Elle va aimer la surprise, j'en suis certaine, même si je n'ai pas trouvé forcément ce que je voulais 

« A qui le tour », lance Christelle à la cantonade. C'est la patronne, elle n'a pas le temps. La file s'allonge encore. Des rires répondent à ses réponses expéditives. On insiste un peu, sans la forcer. Qu'est-ce qui marche le plus ? Retente-t-on sans brusquerie. « De tout » coupe-t-elle entre deux clients. « Les gens offrent de tout. Des plantes, des pivoines beaucoup » complète-t-elle en s'éloignant. Et ça fait du bien. « Regardez le monde monsieur, j'ai pas le temps, merci » abrège-t-elle dans un sourire. Un bonjour, nous accueille au niveau de la caisse. « On s'occupe de vous ? ». Des roses, rouges, se risque-t-on pris au dépourvu. « On n'en a plus » coupe la caissière, la machine à carte bleue fermement maintenue dans la main gauche. On prend congé, avec les rires des clients en fond sonore. Dehors, plus une place de parking de disponible. Joëlle, la cinquantaine avance tout sourire vers sa mère postée plus loin. « Une demi-heure pour une fleur, c'est incroyable, lui lance-t-elle, appuyée sur sa jambe gauche. 
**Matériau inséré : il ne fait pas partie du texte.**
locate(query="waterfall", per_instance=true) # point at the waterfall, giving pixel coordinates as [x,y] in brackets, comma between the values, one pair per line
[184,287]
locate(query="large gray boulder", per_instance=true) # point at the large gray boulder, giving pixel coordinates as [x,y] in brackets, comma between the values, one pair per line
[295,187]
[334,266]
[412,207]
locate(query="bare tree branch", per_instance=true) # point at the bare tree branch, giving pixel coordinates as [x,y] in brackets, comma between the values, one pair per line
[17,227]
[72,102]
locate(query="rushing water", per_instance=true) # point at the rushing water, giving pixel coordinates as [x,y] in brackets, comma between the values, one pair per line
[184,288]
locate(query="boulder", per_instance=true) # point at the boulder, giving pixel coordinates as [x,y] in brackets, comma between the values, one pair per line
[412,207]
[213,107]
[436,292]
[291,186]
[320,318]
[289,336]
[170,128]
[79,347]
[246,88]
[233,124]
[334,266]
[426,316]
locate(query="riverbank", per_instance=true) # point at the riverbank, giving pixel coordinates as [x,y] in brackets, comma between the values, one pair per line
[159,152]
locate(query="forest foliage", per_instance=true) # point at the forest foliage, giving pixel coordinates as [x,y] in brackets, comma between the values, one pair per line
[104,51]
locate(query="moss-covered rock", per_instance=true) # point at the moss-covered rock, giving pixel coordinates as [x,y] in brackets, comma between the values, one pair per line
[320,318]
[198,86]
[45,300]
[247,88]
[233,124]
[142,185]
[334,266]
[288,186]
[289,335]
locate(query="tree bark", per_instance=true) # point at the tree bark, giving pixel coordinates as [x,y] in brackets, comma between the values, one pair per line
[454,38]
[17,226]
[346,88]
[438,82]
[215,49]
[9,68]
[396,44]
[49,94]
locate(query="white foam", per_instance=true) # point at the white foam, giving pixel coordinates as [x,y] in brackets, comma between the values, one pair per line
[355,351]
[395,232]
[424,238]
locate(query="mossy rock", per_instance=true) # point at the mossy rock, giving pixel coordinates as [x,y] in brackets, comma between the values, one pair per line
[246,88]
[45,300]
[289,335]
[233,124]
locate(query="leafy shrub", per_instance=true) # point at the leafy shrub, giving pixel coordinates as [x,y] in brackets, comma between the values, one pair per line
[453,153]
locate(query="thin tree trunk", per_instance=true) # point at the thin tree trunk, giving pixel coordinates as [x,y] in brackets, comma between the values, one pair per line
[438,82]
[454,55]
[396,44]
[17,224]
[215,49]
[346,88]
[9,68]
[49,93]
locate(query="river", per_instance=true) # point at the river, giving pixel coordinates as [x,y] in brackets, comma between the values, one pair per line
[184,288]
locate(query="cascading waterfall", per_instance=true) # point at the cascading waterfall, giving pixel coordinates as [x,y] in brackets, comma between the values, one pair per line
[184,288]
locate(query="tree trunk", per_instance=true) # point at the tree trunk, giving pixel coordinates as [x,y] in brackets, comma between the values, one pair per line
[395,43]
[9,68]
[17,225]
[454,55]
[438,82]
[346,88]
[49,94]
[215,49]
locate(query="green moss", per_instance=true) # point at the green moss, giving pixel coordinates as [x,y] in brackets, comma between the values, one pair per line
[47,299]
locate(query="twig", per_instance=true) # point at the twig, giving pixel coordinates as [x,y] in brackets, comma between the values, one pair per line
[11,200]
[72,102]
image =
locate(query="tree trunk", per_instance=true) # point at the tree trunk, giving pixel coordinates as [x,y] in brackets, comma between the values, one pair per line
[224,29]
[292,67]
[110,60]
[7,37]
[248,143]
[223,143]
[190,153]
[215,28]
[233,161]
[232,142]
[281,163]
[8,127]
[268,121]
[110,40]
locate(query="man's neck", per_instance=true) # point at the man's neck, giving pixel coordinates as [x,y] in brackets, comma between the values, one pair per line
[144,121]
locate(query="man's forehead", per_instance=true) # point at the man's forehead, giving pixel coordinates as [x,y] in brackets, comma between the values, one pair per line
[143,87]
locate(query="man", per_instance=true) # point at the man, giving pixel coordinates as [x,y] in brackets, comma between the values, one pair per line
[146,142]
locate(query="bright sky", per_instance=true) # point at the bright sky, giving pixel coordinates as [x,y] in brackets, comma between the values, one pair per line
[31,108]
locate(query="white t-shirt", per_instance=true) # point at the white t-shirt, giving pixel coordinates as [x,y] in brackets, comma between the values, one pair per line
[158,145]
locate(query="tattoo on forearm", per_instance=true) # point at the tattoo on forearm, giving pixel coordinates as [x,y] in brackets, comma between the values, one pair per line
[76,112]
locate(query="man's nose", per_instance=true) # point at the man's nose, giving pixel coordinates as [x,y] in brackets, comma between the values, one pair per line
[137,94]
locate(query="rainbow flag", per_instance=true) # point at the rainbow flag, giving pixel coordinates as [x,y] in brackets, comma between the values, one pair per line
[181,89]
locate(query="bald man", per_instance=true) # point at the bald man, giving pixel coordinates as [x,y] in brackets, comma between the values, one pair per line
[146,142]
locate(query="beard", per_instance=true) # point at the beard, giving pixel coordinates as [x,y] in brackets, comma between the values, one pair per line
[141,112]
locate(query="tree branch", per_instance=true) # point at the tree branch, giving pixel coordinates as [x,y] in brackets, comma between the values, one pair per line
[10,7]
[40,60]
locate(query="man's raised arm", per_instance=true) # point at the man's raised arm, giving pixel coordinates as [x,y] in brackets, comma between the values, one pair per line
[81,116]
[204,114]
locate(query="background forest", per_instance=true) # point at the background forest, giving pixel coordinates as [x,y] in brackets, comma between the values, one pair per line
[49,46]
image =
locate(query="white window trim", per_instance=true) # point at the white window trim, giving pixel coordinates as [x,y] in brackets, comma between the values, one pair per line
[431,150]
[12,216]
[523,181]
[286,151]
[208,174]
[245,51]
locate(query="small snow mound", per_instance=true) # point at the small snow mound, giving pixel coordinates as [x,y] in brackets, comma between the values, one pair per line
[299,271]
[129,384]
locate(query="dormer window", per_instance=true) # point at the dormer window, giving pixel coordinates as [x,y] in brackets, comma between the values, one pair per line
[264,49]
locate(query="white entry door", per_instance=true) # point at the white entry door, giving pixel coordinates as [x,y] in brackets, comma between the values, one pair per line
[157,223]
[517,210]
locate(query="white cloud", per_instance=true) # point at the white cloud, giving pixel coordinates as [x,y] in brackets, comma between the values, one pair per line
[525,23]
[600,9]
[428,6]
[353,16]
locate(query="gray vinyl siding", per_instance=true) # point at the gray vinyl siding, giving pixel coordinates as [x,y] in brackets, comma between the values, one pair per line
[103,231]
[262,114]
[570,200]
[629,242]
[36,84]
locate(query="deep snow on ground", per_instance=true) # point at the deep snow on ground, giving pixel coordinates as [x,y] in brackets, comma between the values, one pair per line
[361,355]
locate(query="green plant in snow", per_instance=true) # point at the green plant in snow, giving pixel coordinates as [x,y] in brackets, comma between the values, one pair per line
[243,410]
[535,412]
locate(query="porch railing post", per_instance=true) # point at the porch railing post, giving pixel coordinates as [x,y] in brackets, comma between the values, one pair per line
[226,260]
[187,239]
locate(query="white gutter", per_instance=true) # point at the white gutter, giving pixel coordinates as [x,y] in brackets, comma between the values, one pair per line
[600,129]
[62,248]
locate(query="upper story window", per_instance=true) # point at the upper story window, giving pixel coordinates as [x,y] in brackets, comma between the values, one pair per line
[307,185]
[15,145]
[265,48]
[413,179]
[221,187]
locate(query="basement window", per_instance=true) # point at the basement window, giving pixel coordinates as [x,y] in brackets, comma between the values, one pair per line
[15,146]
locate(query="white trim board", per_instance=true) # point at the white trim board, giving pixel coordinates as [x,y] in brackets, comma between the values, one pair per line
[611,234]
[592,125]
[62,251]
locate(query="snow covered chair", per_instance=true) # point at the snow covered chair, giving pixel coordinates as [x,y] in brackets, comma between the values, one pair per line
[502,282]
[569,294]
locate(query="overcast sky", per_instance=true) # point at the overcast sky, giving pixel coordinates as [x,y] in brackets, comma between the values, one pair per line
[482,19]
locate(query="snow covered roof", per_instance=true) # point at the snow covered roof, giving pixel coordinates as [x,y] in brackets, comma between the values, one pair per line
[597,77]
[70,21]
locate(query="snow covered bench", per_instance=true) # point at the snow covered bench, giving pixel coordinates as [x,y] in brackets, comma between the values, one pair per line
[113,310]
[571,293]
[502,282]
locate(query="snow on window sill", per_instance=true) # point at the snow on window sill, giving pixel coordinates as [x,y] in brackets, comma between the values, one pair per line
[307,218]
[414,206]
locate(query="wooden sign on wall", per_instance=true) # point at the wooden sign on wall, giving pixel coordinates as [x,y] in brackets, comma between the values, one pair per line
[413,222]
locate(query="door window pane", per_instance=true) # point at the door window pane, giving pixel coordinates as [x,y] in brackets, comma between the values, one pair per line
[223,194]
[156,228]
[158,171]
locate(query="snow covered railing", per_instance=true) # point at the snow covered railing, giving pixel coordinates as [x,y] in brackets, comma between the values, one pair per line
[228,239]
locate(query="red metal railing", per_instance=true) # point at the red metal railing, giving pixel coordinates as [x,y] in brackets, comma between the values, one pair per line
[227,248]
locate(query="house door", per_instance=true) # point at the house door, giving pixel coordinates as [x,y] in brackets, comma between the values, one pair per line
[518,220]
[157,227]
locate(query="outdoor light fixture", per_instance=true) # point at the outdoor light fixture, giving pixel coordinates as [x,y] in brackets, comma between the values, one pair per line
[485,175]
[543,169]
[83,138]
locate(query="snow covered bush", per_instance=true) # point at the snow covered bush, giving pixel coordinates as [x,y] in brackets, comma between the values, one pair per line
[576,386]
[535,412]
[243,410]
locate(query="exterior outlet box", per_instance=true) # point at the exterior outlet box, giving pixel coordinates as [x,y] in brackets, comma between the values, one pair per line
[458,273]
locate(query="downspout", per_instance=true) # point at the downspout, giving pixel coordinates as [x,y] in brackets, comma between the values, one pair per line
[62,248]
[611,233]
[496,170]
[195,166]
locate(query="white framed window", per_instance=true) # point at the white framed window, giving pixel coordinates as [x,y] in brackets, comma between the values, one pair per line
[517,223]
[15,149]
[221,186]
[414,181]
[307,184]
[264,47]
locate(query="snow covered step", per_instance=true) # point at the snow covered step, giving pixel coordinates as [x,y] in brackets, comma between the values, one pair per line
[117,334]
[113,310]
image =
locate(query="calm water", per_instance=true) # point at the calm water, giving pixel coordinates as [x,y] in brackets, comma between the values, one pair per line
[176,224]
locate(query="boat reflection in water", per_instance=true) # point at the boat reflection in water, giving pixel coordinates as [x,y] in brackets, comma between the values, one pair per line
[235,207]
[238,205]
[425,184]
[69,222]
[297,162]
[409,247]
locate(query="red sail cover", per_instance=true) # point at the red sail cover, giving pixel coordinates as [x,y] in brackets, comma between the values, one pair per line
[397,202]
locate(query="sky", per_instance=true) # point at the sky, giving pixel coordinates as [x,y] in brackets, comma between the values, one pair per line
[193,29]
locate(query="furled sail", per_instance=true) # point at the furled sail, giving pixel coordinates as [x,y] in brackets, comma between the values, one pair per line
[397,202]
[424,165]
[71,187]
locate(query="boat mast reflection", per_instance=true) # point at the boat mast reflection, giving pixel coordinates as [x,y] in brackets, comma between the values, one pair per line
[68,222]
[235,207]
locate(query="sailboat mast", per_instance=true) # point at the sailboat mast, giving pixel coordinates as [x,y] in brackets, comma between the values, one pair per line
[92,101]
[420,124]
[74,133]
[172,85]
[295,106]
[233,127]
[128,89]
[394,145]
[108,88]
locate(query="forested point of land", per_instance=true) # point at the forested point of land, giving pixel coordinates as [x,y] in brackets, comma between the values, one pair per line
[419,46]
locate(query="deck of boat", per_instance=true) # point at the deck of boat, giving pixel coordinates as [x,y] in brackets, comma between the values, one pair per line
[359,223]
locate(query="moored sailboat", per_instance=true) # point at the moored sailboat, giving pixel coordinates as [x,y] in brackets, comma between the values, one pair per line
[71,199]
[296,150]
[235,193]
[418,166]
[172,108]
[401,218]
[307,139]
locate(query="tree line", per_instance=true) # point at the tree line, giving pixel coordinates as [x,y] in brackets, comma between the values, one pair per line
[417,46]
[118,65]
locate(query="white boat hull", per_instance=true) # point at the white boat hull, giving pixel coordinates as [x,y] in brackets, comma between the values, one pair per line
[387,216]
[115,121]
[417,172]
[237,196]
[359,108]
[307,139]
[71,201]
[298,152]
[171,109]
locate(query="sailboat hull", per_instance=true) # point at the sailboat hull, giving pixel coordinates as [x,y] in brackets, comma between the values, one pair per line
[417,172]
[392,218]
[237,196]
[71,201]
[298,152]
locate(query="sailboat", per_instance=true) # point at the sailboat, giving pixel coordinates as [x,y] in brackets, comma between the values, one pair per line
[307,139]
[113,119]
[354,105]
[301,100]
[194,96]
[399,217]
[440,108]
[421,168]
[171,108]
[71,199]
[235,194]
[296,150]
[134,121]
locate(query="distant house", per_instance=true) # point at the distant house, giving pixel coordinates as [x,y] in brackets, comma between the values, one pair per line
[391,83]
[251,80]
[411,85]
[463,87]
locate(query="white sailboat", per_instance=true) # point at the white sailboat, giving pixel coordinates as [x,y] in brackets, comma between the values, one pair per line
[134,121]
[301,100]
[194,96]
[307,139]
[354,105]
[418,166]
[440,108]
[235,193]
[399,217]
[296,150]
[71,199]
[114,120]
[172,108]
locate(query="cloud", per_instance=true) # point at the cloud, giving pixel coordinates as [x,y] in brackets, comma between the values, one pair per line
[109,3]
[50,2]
Nous sommes des habituées. Des roses brandit-elle, elles sont pour ma petite fille. C'est pour faire la surprise à sa maman. Nous nous faisons plaisir entre femmes.  L'arrière grand-mère, la grand-mère et la petite fille pour une belle fête des mères, sourit-elle en prenant la pose

Avenue Georges Dumas à Limoges, les étals de ce fleuriste bien connu sont vides.  Il est près de midi. L'établissement est pourtant ouvert, il y a de la lumière à l'intérieur. La file d'attente déborde jusqu'à hauteur de la boulangerie un peu plus haut sur la rue. A l'entrée, chacun attend son tour. D'un geste de la main, Aurélie* invite à s'approcher. Masquée, elle est derrière une cloison en plexiglas. Il faut se pencher pour s'entendre. A côté d'elle, Isabelle est affairée. C'est elle qui prend les commandes. « Il n'y a que ça dans les bouquets » lance une dame en dégageant sa bouche pour se faire entendre. « Vous n'avez plus trop le choix madame, on a été dévalisés » tranche la vendeuse. « Moi je voulais des pivoines ! » s'exaspère la dame au jean blanc dodelinant sur ses jambes frêles. « On est en rupture de stock », explique Victoria Tran la responsable du magasin, d'une voix vive. « On est contente d'avoir repris le travail, souffle Aurélie* derrière la caisse, mais on ne s'attendait pas à une telle ruée », sourit-elle tout en servant Frédéric et Marie-Félinette. « C'est pour Paulette, ma mère de 76 ans. Moi je voulais des plantes en terre, argumente-t-il, car ma mère a la main verte. Mais là, j'ai dû prendre ce qu'il y avait ». « C'est mieux que rien complète sa compagne, on s'en tire pour 25 euros, c'est pas mal ». Lui est limougeaud, mais enseigne l'Histoire géographie à Mayotte, ils sont bloqués à Limoges jusqu'à la reprise des vols. La fête des mères est une façon de joindre l'utile à l'agréable.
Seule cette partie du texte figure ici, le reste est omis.